High Court: Greyhound owner fails to quash finding that a prohibited substance was present in his animals

A greyhound owner who brought an application for judicial review of a decision taken by the Control Appeal Committee of the Irish Greyhound Board has had his application dismissed in the High Court.

The Appeal Committee had dismissed the man’s appeal against a finding that a prohibited substance was present in three of his greyhounds. Refusing to quash the decision taken by the Appeal Committee, Ms Justice Miriam O’Regan said that the man had failed the discharge the burden of proof necessary to condemn the decision.

Background

On three dates in September 2015, at Shelbourne Park greyhound stadium, various samples were taken from three greyhounds belonging to Mr Owen McKenna.

In February 2017, the Control Committee of the Irish Greyhound Board issued a decision in circumstances where it was satisfied that a prohibited substance, hydrochlorothiazide, was present Mr McKenna’s greyhounds. A total fine of €1,000 was imposed and certain prize money forfeited. 

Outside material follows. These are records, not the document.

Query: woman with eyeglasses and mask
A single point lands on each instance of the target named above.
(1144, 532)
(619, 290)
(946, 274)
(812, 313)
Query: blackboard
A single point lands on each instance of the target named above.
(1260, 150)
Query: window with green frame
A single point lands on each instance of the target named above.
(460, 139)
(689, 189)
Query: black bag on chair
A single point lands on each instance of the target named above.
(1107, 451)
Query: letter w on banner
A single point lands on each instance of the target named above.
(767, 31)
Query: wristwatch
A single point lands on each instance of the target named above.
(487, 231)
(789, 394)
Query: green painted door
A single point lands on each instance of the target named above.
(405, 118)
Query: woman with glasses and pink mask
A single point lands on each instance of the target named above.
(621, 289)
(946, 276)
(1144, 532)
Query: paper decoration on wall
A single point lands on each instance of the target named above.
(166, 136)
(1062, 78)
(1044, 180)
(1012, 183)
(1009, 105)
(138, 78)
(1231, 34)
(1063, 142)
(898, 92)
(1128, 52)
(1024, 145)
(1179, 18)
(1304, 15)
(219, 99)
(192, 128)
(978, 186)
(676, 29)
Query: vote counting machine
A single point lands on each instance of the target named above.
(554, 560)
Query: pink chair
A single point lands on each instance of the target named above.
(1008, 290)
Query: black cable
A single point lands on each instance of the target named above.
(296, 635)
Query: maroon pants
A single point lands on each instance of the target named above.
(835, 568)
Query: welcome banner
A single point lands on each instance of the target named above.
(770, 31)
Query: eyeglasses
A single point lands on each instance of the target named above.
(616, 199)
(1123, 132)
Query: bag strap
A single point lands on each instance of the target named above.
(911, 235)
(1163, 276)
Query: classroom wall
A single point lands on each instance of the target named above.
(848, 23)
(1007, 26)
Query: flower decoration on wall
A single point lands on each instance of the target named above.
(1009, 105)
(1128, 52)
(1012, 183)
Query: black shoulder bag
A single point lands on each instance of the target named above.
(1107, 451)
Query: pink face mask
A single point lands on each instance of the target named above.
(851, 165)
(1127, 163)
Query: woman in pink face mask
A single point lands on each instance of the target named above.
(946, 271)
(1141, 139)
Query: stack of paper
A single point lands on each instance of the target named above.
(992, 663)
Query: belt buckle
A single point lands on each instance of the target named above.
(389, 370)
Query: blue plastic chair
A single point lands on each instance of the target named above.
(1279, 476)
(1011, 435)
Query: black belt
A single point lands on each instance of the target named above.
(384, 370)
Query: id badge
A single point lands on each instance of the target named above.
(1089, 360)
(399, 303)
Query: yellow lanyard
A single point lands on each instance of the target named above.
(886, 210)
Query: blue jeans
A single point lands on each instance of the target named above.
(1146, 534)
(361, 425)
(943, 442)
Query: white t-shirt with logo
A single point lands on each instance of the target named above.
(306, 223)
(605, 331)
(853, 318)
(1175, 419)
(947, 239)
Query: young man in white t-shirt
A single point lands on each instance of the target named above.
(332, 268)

The issue was a food contamination issue, as there was no evidence suggest that the greyhounds had received a direct injection.

Control Appeal Committee

Appealing the decision of the Control Committee, Mr McKenna accepted that, by feeding his animals Category 2 meat, any contamination or drugs in that meat would get into the dog’s system, and that he may have been reckless in proceeding despite this risk.

However, Mr McKenna did not accept that he had been warned by the Control Committee in July 2015 and nevertheless continued to feed Category 2 meat to his greyhounds, taking a chance knowing he was in breach of regulations.

In August 2017, the Control Appeal Committee of the Irish Greyhound Board dismissed Mr McKenna’s appeal, finding, inter alia, that:

  • The feeding regime could not be considered normal and ordinary feeding;
  • The testing maintenance an control while in the UK laboratory was in order and the certificate from it could be relied on;
  • Mr McKenna engaged in a reckless feeding regime and must accept the consequences; and
  • It was bound by the provisions contained in the 2007/2008 Regulations.

Application for judicial review

In the High Court, Mr McKenna sought:

  • An order of certiorari in respect of the Appeal Committee’s decision, together with an order that his appeal be remitted to another division of the Appeal Committee for reconsideration; and
  • A declaration that the Appeal Committee failed to determine the appeal in accordance with law, and/or acted contrary to fair procedure and/or natural justice, and/or unreasonably, and/or irrationally. Mr McKenna submitted that the decision was based on serious errors of fact and breached the principles of legitimate expectation and proportionality and was objectively unjustified discrimination against him. 

Considering the application, Ms Justice O’Regan firstly rejected Mr McKenna’s submissions complaining about the custody chain when the sample was sent to a UK laboratory for testing. In this regard it was an important consideration that Mr McKenna’s submissions to the Appeal Committee “did not include a denial of hydrochlorothiazide being in the dog’s system”.

Ms Justice O’Regan explained that while Mr McKenna had complained that he had not been given a caution in July 2015 in regards to his feeding regime, there was no mention of such a caution in the Control Appeal Committee’s decision. As such, Ms Justice O’Regan was satisfied that Mr McKenna had failed to establish that this issue formed the basis of the Appeal Committee’s decision.

Ms Justice O’Regan was also satisfied that there were ample reasons for the Appeal Committee’s finding that the feeding regime was not considered normal and ordinary feeding. It was notable that Mr McKenna did not have a Category 2 feeding licence in September 2015, but nevertheless continued to feed his greyhounds Category 2 feed being aware that this was a risk.

Mr McKenna did not receive his meat feeder’s licence until October 2015, so there was evidence that his feeding regime was contrary to the statutory provisions. Ms Justice O’Regan said that the fact that IGB did not issue an advisory notice regarding feeding until November 2015 did not mean that feeding Category 2 meat without a licence was permissible. In this regard, Ms Justice O’Regan said there was “no evidence whatsoever” that there was a retrospective application of the advisory note.

Dismissing Mr McKenna’s application, Ms Justice O’Regan was satisfied that Mr McKenna had failed to discharge the burden necessary to secure an order of certiorari in respect of the Control Appeal Committee’s decision.